By BETWA SHARMA / Article14
Prayagraj: In May 2021, Javed Mohammad, a 56-year-old social activist, was sitting down to eat with his family when news of the Sulli deals app—an application to auction Muslim women online—flashed across the television screen, abruptly ending the dinner time banter.
The next person to speak was Mohammad’s daughter Afreen Fatima, a 24-year-old student activist, who told her father that she was among the scores of Muslim women whose names and photos were shown on the app.
There was shock and concern, but her family were acquainted with the online abuse and castigating coverage she received from pro-government media after Afreen started speaking about the persecution of Indian Muslims under the ruling Bharatiya Janata Party (BJP), inviting the wrath of the right-wing establishment. Together, father and daughter, along with the rest of the family, living in Prayagraj in southern Uttar Pradesh, decided to pursue the legal route to hold the people behind the app accountable. A few days later, Afreen joined other women in persuading the Delhi police to register a criminal case against them.
Her sister and father for once agreed on something, Sumaiya Fatima, the youngest of Mohammad’s five children, smiled and recalled in conversation with Article 14. She spoke of the many disagreements her father and sister had on everything from the curtains in their house to whether the Congress Party had ever been a force for good in the country.
Even though they are both vocal critics of the BJP and its majoritarian politics, what they believed and how they expressed themselves were different.
“He was Afreen appi’s (sister) biggest supporter, but he would worry if something about her went viral. He would tell her to take care of what she said and how she said it. He would tell her the same thing can be expressed differently,” said Saumaiya. “He has always been very protective of me, but he is the proudest of Afreen appi.”
The UP police arrested Mohammad in connection with the violence that erupted in Prayagraj on 10 June, as rallies protesting the remarks made by BJP spokesperson Nupur Sharma against the Prophet Mohammad were breaking out in UP. The police called him the “mastermind” of the violence, illegally detained his wife and youngest daughter at a police station, and demolished their house, claiming it was an unauthorised construction.
After jailing him 260 km east of Prayagraj, in Deoria district, under more than 20 sections of the Indian Penal Code, 1860, including rioting with deadly weapon, using criminal force to deter a public servant from discharge of his duty, and attempt to murder, the UP Police booked Mohammad under the National Security Act (NSA), 1980, which allows for one year of incarceration without charges.
In July, Article 14 reported the weakness in the police case against the people they accuse of planning the riots, including evidence that defence lawyers say shows their clients to be elsewhere on the day of the violence and lack of evidence to back up the kind of violence—shooting pistols and lobbing bombs—described in the first information reports (FIRs) based on complaints by policemen.

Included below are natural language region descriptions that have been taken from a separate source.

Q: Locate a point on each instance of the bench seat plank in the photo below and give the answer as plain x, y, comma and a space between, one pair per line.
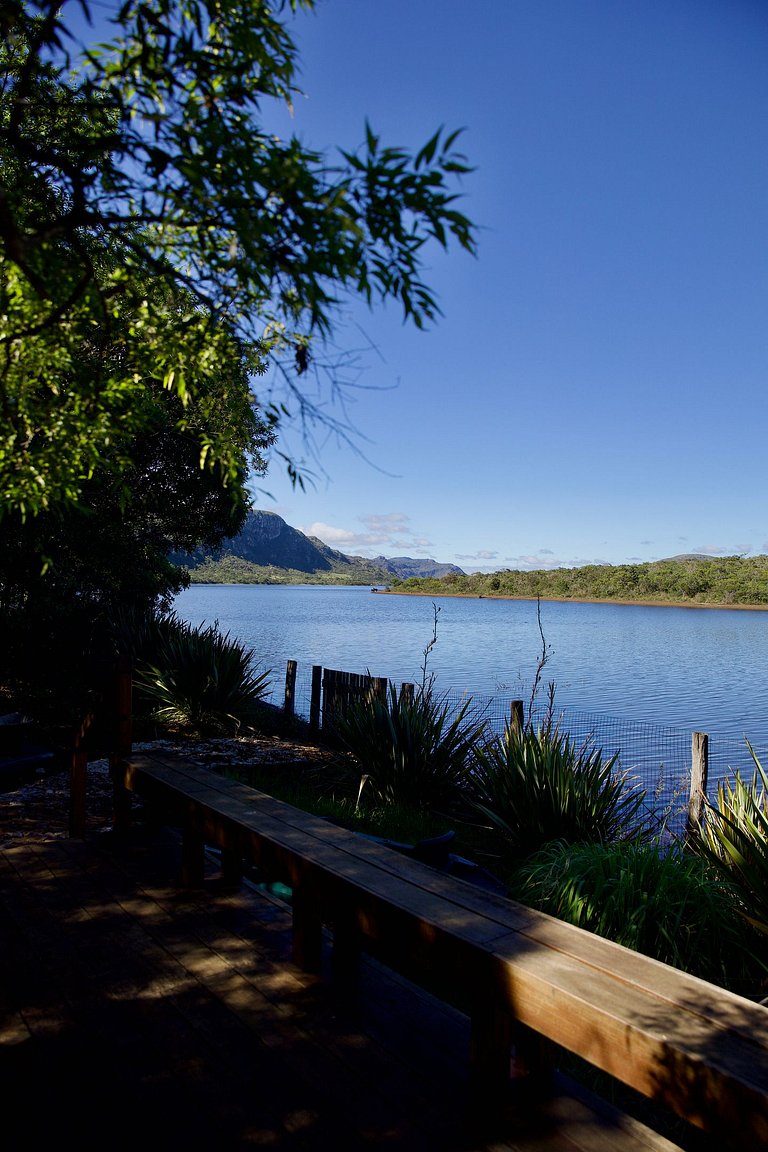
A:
675, 1038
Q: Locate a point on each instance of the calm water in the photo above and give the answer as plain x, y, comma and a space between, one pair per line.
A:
691, 668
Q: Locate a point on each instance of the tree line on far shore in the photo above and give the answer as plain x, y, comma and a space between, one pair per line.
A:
686, 580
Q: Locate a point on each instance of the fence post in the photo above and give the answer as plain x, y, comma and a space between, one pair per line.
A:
699, 770
290, 688
314, 700
122, 742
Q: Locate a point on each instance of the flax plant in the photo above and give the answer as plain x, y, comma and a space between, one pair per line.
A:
664, 902
411, 750
200, 679
734, 836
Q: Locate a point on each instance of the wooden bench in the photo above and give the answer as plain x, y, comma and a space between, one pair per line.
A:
524, 978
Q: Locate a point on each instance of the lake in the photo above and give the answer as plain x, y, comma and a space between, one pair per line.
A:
689, 668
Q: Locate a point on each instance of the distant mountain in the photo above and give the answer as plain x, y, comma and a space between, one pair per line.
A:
268, 550
408, 566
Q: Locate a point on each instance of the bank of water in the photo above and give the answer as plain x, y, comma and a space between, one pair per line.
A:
643, 677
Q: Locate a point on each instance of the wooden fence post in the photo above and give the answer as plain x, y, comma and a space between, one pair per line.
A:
78, 780
314, 702
290, 688
699, 771
122, 743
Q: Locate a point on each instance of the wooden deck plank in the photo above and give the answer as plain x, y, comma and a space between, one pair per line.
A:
146, 1015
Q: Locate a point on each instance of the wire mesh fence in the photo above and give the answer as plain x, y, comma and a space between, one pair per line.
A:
659, 757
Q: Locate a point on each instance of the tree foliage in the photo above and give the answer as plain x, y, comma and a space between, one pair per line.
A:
146, 158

A piece of evidence the police have publicly spoken about is a 12-bore pistol and 315-bore pistol and bullets they claim to have recovered amidst the rubble of his house, hours after national television channels televised the demolition allegedly carried out without due process.

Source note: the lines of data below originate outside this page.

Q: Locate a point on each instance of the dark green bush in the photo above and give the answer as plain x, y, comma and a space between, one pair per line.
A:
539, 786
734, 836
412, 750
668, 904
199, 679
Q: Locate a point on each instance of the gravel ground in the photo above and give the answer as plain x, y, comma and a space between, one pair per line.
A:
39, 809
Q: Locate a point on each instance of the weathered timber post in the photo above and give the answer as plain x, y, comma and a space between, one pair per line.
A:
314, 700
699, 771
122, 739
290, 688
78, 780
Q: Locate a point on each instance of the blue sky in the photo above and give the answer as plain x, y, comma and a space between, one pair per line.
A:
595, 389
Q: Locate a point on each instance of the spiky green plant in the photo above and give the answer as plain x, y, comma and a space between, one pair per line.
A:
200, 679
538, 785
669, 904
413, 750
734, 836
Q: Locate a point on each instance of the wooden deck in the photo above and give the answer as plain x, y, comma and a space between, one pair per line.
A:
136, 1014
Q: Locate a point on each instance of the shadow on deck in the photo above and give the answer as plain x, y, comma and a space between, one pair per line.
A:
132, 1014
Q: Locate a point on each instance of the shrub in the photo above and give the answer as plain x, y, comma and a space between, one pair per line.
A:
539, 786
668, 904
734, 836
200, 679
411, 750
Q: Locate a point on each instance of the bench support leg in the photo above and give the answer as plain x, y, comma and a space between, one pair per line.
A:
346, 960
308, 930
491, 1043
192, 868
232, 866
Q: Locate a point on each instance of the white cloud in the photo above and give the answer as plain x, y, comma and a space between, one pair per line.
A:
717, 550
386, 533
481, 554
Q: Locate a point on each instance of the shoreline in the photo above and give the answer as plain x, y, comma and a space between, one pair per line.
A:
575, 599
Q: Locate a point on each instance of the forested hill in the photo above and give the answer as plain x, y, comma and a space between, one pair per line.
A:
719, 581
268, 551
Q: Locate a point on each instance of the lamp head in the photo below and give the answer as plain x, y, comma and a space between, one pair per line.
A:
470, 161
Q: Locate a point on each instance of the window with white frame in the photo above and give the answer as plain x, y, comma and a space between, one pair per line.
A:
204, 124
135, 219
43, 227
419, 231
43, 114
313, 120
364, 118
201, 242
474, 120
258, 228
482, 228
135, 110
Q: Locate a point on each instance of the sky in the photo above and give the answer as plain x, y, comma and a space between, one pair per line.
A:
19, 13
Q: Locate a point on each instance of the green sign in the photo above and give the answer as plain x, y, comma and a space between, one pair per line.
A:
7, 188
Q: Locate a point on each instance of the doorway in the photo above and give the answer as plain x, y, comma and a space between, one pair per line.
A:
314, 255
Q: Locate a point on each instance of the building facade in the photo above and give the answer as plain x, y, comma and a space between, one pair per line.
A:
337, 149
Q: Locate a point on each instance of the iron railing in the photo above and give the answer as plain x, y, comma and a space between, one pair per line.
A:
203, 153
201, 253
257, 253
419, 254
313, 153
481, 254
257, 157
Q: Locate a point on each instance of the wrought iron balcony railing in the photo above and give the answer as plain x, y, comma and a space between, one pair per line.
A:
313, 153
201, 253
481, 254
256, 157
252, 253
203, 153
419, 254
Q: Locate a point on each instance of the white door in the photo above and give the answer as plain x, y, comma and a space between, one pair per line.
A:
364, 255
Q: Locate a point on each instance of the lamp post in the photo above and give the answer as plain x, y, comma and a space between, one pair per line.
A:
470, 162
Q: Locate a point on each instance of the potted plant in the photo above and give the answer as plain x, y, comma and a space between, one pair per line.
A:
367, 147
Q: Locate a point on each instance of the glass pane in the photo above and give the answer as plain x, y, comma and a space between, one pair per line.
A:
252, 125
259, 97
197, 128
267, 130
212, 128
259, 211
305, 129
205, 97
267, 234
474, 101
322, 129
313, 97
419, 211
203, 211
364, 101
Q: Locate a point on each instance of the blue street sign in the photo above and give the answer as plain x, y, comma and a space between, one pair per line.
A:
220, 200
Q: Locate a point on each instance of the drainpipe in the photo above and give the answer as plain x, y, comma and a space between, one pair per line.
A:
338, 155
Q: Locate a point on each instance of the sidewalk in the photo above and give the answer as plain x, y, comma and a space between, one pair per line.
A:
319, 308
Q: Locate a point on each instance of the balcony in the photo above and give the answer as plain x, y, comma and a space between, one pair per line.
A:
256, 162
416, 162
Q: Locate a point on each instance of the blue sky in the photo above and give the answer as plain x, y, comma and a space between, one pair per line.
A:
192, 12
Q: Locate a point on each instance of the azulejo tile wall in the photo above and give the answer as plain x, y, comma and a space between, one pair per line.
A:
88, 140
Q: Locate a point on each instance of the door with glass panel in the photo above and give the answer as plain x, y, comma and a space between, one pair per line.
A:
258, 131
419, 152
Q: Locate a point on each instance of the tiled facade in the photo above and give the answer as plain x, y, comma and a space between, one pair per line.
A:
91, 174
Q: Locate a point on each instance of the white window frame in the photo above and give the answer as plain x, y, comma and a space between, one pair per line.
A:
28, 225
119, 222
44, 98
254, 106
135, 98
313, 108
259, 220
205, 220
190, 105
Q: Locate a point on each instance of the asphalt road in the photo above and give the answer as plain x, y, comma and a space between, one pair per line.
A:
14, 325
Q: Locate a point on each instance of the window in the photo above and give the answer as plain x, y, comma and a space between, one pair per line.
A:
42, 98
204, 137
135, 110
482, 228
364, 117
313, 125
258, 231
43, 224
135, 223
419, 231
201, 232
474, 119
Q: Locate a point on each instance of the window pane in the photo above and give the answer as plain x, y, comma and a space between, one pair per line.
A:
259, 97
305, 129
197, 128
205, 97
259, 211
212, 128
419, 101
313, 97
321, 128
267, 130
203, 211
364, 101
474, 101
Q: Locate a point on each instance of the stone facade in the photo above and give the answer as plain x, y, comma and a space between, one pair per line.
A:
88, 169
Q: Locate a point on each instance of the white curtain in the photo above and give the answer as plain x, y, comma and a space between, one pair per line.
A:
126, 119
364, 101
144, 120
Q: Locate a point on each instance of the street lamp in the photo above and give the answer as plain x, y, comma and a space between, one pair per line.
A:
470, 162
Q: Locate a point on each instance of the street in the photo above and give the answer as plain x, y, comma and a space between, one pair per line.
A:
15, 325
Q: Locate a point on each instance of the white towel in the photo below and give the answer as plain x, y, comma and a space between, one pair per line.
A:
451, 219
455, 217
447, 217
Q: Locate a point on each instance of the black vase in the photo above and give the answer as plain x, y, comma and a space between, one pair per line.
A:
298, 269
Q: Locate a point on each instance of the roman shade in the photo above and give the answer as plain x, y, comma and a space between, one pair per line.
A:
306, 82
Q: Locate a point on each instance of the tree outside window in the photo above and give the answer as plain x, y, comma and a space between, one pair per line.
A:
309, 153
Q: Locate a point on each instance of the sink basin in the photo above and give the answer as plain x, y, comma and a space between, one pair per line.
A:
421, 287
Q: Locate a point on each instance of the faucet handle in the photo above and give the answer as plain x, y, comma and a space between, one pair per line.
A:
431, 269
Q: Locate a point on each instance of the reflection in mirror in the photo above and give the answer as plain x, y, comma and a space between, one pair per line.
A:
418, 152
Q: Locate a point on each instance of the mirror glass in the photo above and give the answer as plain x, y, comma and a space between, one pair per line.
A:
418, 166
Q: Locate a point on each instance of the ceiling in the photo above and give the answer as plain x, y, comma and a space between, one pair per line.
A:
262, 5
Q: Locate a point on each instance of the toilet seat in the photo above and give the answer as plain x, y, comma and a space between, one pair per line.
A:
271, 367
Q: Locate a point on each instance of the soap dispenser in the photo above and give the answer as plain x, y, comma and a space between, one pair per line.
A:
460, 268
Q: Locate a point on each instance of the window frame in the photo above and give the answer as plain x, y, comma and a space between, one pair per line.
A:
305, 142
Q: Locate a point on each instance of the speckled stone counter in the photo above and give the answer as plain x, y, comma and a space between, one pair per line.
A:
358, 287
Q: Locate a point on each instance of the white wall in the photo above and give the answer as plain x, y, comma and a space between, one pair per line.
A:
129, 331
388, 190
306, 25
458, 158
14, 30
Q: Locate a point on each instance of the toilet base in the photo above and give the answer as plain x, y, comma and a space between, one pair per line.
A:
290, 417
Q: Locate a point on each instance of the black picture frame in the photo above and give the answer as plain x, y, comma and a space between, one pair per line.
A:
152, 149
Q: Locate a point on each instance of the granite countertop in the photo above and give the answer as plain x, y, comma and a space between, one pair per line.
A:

An FIR says the police apprehended Mohammad and recovered a 315-bore pistol from his person. The police claimed that Mohammad had called for a “bandh” and asked people to reach the spot of the incident through a WhatsApp message.

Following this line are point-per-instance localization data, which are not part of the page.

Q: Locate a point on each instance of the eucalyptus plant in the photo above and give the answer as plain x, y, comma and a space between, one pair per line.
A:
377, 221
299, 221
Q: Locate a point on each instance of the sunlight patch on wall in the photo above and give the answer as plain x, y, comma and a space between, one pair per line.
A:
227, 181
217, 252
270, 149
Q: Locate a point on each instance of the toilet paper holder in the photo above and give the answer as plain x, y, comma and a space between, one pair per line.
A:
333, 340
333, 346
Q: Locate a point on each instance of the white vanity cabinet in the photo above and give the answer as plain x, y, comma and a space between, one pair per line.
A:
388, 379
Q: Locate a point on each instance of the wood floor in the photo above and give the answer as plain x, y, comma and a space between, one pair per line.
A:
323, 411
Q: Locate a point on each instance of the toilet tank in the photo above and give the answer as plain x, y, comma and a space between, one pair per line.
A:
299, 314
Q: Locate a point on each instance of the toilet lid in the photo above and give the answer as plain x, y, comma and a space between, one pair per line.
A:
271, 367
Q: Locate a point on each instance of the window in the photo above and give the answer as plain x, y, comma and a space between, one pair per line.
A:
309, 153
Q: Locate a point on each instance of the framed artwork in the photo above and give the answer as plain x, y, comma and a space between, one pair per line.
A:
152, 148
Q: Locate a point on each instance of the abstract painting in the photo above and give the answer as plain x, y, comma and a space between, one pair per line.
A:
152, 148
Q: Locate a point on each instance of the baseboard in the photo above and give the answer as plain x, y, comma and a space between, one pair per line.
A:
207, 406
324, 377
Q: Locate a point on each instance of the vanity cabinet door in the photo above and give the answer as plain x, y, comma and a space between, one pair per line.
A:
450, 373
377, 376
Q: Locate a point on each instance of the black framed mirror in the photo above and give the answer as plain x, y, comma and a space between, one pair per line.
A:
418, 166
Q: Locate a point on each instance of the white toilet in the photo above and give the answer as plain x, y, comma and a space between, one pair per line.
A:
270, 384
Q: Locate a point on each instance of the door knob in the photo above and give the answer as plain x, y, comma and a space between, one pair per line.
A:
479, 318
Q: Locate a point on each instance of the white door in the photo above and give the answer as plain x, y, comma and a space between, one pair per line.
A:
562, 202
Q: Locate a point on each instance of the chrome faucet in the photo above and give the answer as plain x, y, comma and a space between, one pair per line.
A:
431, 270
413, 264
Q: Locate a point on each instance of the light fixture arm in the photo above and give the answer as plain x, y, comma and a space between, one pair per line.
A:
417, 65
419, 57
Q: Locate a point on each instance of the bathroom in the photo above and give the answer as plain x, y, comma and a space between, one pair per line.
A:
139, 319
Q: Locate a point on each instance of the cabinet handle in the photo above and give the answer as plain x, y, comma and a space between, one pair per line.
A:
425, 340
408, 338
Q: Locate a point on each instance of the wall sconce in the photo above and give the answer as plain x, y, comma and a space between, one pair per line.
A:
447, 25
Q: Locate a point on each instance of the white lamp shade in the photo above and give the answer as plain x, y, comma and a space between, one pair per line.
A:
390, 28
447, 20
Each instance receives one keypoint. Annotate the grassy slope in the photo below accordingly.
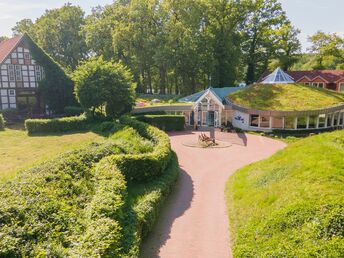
(285, 97)
(292, 204)
(20, 151)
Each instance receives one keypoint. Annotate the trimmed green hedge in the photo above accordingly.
(2, 122)
(164, 122)
(73, 111)
(98, 201)
(56, 125)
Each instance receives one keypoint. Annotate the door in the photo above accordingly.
(210, 118)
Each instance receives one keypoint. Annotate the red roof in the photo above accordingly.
(329, 75)
(7, 46)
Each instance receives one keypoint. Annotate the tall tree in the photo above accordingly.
(24, 25)
(264, 19)
(58, 33)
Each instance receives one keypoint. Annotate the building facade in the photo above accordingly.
(19, 75)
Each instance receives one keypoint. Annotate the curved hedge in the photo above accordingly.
(2, 122)
(164, 122)
(56, 125)
(98, 201)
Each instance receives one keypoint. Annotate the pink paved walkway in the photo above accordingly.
(194, 223)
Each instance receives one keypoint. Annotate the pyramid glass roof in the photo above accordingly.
(278, 76)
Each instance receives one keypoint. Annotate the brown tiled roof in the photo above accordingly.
(328, 75)
(7, 46)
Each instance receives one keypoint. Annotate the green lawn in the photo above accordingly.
(285, 97)
(19, 151)
(292, 204)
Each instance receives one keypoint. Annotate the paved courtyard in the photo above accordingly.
(194, 222)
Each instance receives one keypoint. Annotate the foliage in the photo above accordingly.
(2, 122)
(56, 88)
(164, 122)
(73, 111)
(82, 203)
(267, 35)
(57, 31)
(65, 124)
(285, 97)
(100, 84)
(291, 204)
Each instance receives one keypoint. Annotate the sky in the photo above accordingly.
(307, 15)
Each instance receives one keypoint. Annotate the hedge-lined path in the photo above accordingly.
(194, 223)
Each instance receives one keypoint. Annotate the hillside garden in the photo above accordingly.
(290, 205)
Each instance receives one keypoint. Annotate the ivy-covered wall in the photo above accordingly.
(56, 89)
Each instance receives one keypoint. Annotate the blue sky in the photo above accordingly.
(308, 15)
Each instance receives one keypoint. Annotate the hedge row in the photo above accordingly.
(78, 205)
(73, 111)
(2, 122)
(164, 122)
(56, 125)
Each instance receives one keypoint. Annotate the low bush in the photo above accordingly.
(98, 201)
(41, 211)
(2, 122)
(73, 111)
(164, 122)
(56, 125)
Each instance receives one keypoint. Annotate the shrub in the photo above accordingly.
(41, 209)
(56, 125)
(164, 122)
(2, 122)
(73, 111)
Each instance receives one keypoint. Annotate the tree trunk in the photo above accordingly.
(162, 84)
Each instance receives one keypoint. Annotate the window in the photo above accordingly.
(318, 84)
(322, 120)
(11, 72)
(254, 120)
(336, 119)
(277, 122)
(301, 122)
(289, 122)
(265, 121)
(312, 123)
(341, 87)
(26, 56)
(18, 73)
(329, 120)
(341, 118)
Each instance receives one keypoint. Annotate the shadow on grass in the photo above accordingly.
(175, 206)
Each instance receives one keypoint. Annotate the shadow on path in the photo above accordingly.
(175, 206)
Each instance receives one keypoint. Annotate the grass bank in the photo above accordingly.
(292, 204)
(19, 151)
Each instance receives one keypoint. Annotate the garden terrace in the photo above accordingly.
(267, 107)
(290, 205)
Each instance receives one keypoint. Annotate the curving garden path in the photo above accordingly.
(194, 223)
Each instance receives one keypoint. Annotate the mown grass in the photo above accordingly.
(19, 151)
(292, 204)
(285, 97)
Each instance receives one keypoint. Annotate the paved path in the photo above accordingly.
(194, 223)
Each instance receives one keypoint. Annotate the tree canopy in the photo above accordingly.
(172, 46)
(105, 85)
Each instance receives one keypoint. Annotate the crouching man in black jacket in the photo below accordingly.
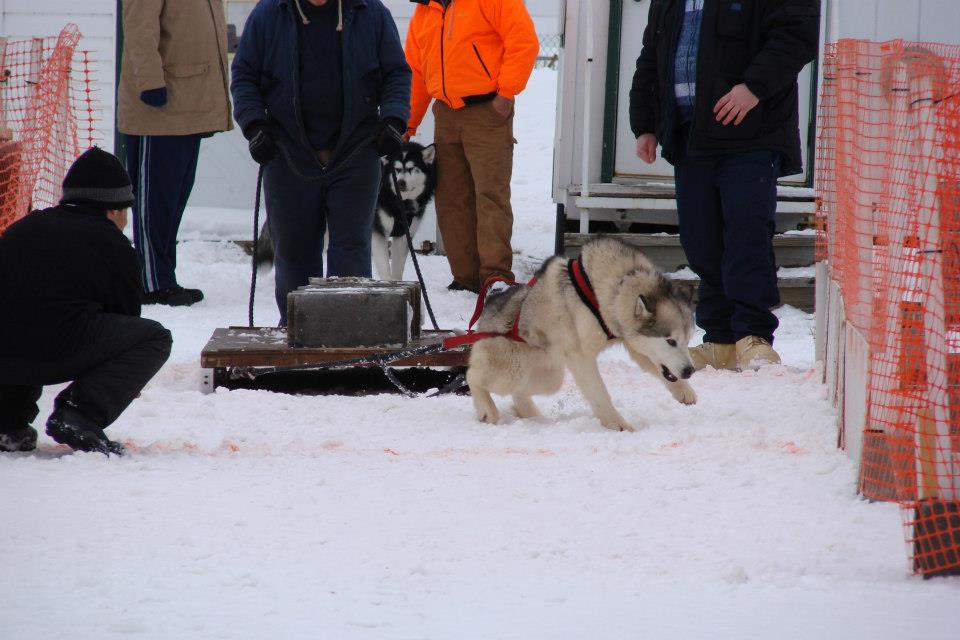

His family said the items removed from the house were broadcast for everyone to see, and the police made no such claim at the time. They say that CCTV footage shows him on a scooty near his house on the afternoon of the violence and that he had called off the rally in a Facebook post the previous day.
While the superintendent of police in Prayagraj, Ajay Kumar, did not publicly share any evidence against Afreen Fatima after the violence in June, Kumar accused her “of being involved in such activities”, and said, “the father-daughter duo together propagate propaganda.”
For the family, these remarks have Roysed apprehensions for her future.
Article 14 spoke with friends, family, lawyers, activists and the police to find out more about Mohammad and why he has been jailed amid a slew of legal action against those critical of the attacks against minorities and free speech under the BJP, including vocal Indian Muslims—recently, fact checker Mohammad Zubair, and journalist Siddique Kappan for the past two years.